Single- and multiple-dose study to evaluate pharmacokinetics, safety and tolerability in healthy volunteers: A comparison of extended-release oxycodone with sequestered naltrexone 40mg twice daily to oxycontin 40mg twice daily and extended-release oxycodone with sequestered naltrexone 80mg once daily

摘要

ALO-02 capsules (ALO-02) contain pellets that consist of extended-release oxycodone that surrounds sequestered naltrexone.
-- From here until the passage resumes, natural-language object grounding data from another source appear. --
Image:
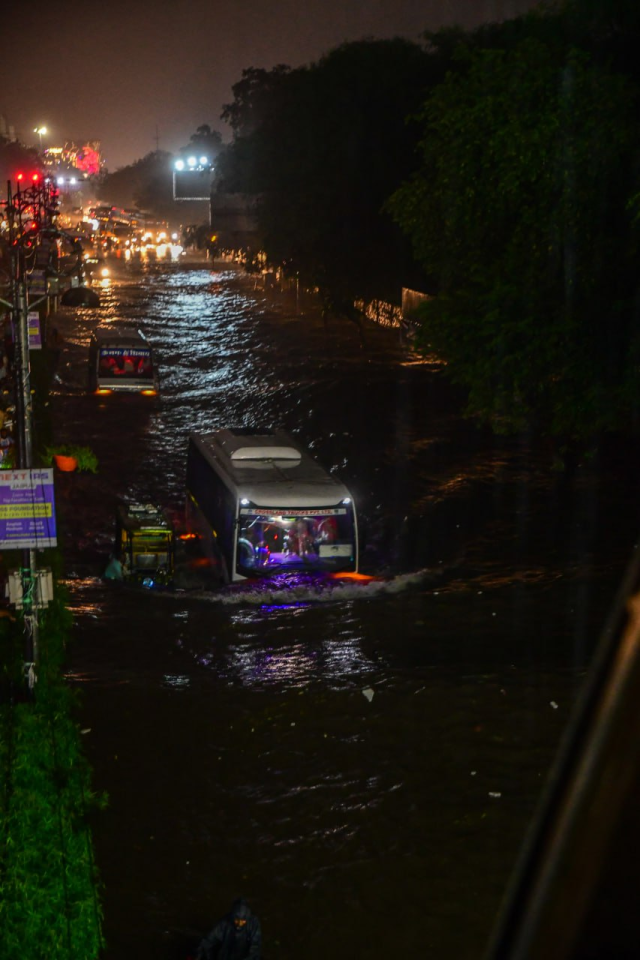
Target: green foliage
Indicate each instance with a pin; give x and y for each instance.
(520, 214)
(322, 147)
(49, 888)
(146, 184)
(86, 458)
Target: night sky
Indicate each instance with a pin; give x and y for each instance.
(137, 74)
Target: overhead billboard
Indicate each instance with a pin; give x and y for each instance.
(192, 184)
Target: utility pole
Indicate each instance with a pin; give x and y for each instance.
(41, 203)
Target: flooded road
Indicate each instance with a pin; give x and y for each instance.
(360, 763)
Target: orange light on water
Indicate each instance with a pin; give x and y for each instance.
(353, 576)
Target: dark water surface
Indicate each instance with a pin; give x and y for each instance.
(360, 762)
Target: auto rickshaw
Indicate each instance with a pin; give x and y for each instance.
(144, 544)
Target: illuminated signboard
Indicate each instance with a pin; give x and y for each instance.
(192, 184)
(27, 509)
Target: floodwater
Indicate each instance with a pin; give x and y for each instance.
(360, 762)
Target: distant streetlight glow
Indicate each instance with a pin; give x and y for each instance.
(40, 131)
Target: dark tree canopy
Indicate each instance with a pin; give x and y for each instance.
(323, 147)
(522, 213)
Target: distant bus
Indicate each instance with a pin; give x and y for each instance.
(261, 505)
(121, 361)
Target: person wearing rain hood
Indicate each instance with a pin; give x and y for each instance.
(235, 937)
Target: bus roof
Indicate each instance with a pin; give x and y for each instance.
(269, 469)
(119, 336)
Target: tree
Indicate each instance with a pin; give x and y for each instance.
(323, 147)
(520, 215)
(146, 184)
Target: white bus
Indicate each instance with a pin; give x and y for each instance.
(261, 505)
(121, 361)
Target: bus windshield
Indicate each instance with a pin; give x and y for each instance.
(323, 539)
(125, 362)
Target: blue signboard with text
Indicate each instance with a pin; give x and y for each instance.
(27, 509)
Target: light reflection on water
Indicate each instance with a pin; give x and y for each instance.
(232, 727)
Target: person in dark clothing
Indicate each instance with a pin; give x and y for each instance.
(236, 936)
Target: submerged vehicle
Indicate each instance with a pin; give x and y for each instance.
(121, 361)
(144, 545)
(261, 505)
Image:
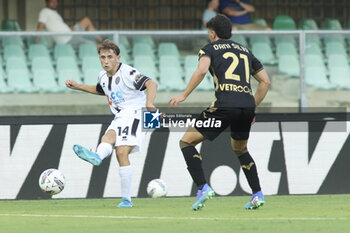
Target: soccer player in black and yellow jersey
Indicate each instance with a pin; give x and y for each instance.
(231, 66)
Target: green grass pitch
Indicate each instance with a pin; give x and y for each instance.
(307, 213)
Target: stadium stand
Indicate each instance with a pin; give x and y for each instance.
(190, 65)
(171, 73)
(240, 39)
(87, 49)
(260, 21)
(38, 50)
(145, 40)
(64, 50)
(308, 24)
(12, 40)
(283, 22)
(141, 48)
(331, 24)
(10, 25)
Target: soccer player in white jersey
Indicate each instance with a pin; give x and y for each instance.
(124, 87)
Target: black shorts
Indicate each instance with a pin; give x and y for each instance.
(239, 120)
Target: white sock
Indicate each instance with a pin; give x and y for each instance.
(125, 180)
(104, 150)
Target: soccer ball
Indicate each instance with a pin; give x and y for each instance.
(51, 181)
(157, 188)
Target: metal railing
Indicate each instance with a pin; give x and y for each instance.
(300, 34)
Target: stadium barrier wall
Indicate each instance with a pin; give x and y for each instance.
(295, 154)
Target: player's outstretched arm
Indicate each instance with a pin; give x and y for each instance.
(70, 83)
(151, 87)
(263, 86)
(197, 77)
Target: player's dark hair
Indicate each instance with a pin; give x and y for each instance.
(107, 45)
(221, 25)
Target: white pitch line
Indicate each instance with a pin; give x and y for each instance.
(178, 218)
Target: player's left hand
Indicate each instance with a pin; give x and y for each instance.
(176, 100)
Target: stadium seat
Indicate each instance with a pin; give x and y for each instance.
(310, 38)
(334, 48)
(64, 50)
(289, 65)
(12, 40)
(140, 49)
(313, 48)
(91, 62)
(4, 88)
(19, 79)
(334, 38)
(42, 63)
(239, 39)
(38, 50)
(67, 68)
(123, 40)
(124, 53)
(340, 76)
(331, 24)
(283, 22)
(66, 63)
(168, 49)
(316, 77)
(171, 77)
(171, 73)
(264, 53)
(285, 39)
(87, 49)
(145, 40)
(14, 51)
(260, 21)
(260, 39)
(313, 60)
(169, 61)
(191, 63)
(146, 65)
(65, 74)
(338, 60)
(44, 40)
(308, 24)
(44, 79)
(10, 25)
(286, 48)
(16, 63)
(91, 75)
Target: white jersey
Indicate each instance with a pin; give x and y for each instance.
(124, 90)
(54, 23)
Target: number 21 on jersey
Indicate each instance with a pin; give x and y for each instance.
(235, 61)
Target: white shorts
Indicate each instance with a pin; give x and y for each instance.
(128, 132)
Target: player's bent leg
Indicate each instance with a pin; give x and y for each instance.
(87, 155)
(256, 201)
(203, 195)
(125, 173)
(194, 165)
(250, 171)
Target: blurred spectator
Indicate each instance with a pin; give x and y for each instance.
(210, 12)
(237, 11)
(53, 22)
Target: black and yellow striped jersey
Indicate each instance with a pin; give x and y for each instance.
(231, 65)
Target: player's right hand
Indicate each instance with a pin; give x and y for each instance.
(70, 83)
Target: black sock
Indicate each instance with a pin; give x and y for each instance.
(194, 165)
(250, 171)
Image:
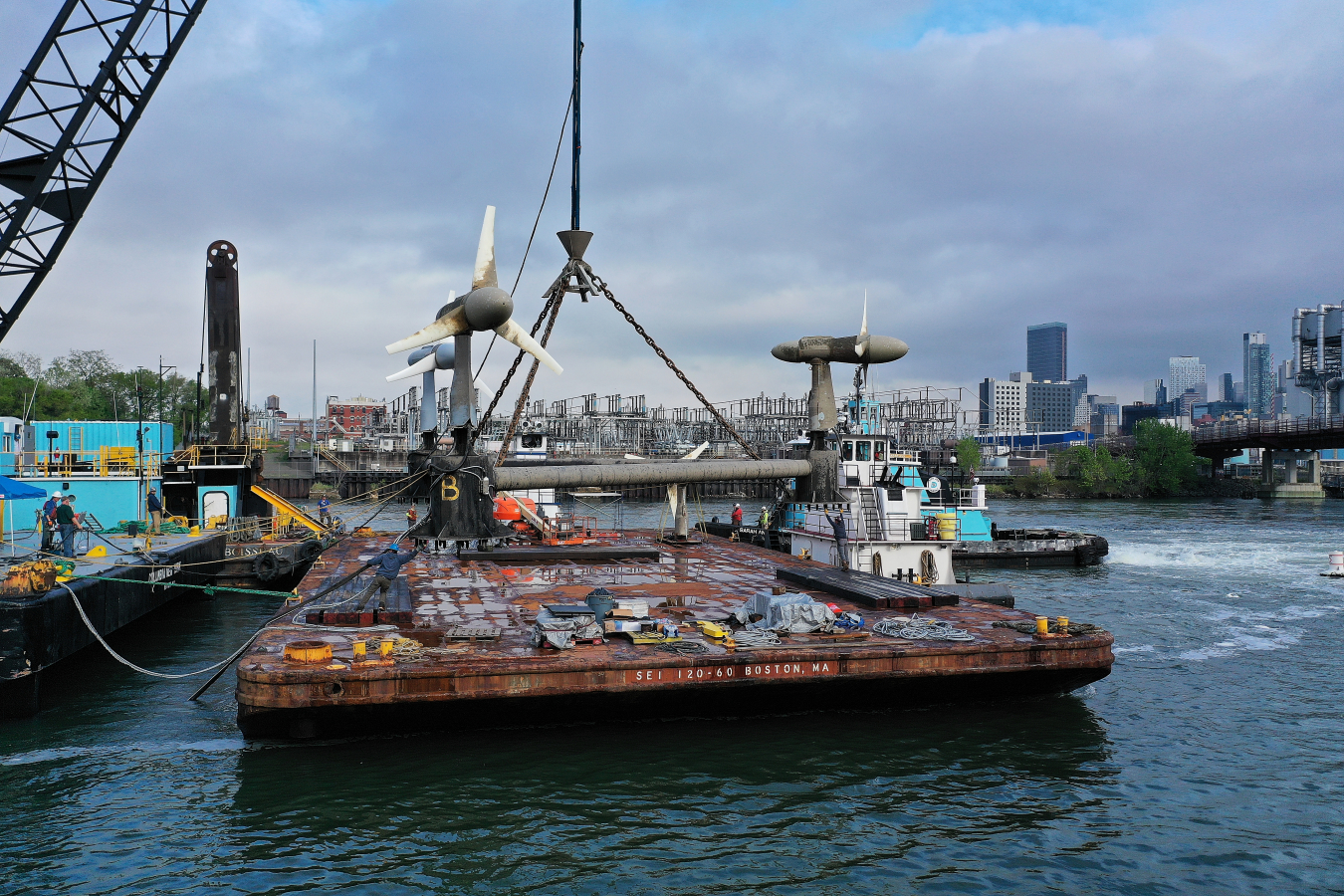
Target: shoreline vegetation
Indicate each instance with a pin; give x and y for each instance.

The primary objective was to characterize the pharmacokinetics (PK) of oxycodone following single- and multiple-dose oral administration of ALO-02 40mg BID in healthy volunteers. Secondary objectives were to characterize (1) the PK of oxycodone following single- and multiple-dose administration of a comparator OxyContin (OXY-ER) 40mg BID as well as an alternate regimen of ALO-02 80mg QD, and (2) the safety and tolerability assessments. Healthy volunteers received three treatments on a background of oral naltrexone (50mg). Noncompartmental PK parameters were calculated for oxycodone. All 12 subjects were male with a mean age (SD, range) of 44.6 years (7.6, 25-55). Single-dose PK results for ALO-02 indicate that median peak plasma oxycodone concentrations were reached by 12hours compared to 4hours for OXY-ER. Compared to OXY-ER, mean dose-normalized, single-dose Cmax values were approximately 27% and 23% lower for ALO-02 40mg BID and ALO-02 80mg QD treatments, respectively. Following multiple doses all treatments reached steady state by 3 days. At steady state, oxycodone peak-to-trough fluctuation was significantly lower for ALO-02 BID versus OXY-ER. Adverse events were consistent with opioid therapy. ALO-02 40mg BID treatment provided a PK profile appropriate for around-the-clock treatment of chronic pain.